Win for Commission in DOJ’s anti-elder-fraud efforts

Mind Games

Here’s an update on a case we covered last year, part of the Trump administration’s big push to battle fraud aimed at the elderly.

The complaint targeted defendants who allegedly ran more than 30 companies that sent deceptive award mailers to elderly consumers. The allegations ranged from newsletter solicitations disguised as prize announcements to more elaborate fare: One allegation claimed that substantial cash prizes were promoted to consumers who answered a simple math question and paid a registration fee ‒ but when consumers responded to the original offer, they were treated to another, unannounced round of questions and fees. And so on.
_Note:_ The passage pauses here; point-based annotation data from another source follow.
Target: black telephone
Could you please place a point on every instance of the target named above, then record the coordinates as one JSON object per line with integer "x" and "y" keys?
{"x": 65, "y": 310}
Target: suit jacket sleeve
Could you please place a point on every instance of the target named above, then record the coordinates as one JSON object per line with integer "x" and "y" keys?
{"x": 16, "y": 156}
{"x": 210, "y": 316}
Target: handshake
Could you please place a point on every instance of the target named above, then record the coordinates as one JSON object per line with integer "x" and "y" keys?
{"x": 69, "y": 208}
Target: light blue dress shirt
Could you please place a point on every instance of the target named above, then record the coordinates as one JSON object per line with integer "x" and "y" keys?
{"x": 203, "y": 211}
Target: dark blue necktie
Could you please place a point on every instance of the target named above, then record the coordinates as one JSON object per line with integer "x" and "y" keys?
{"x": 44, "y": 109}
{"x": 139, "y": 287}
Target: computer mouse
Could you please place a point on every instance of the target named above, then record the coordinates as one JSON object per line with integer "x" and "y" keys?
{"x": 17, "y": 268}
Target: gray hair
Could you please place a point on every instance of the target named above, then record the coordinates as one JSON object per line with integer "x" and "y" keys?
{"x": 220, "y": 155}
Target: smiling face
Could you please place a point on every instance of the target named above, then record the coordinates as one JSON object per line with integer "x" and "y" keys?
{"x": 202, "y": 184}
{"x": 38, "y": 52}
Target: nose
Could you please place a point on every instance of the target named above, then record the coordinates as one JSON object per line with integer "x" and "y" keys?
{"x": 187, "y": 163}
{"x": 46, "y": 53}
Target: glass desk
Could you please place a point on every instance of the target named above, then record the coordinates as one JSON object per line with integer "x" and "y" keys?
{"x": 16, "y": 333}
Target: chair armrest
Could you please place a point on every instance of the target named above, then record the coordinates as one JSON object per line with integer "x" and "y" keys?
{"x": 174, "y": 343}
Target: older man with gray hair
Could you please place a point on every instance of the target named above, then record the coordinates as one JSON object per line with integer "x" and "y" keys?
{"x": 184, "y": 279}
The final math puzzle that awarded the prize, however, was an intricate task that few people could solve ‒ a strategy that the defendants hoped would prove as addictive (and as profitable) as a video game.

The Commission claims that the pair, Kevin Brandes and William Graham, doing business as Next-Gen Inc. and countless other corporate names, defrauded consumers to the tune of $100-plus million over the past five years.

The Takeaway

After the FTC (working with the Missouri attorney general’s office) dropped the hammer on the Next-Gen family, the pair settled. In addition to a whopping $21 million fine, the defendants were required to liquidate personal possessions, including two luxury vacation homes, a yacht and a Bentley automobile.

Interestingly, the defendants are banned from future prize promotions, except “a free raffle, drawing, or similar prize giveaway for which an individual enters or signs up in person.”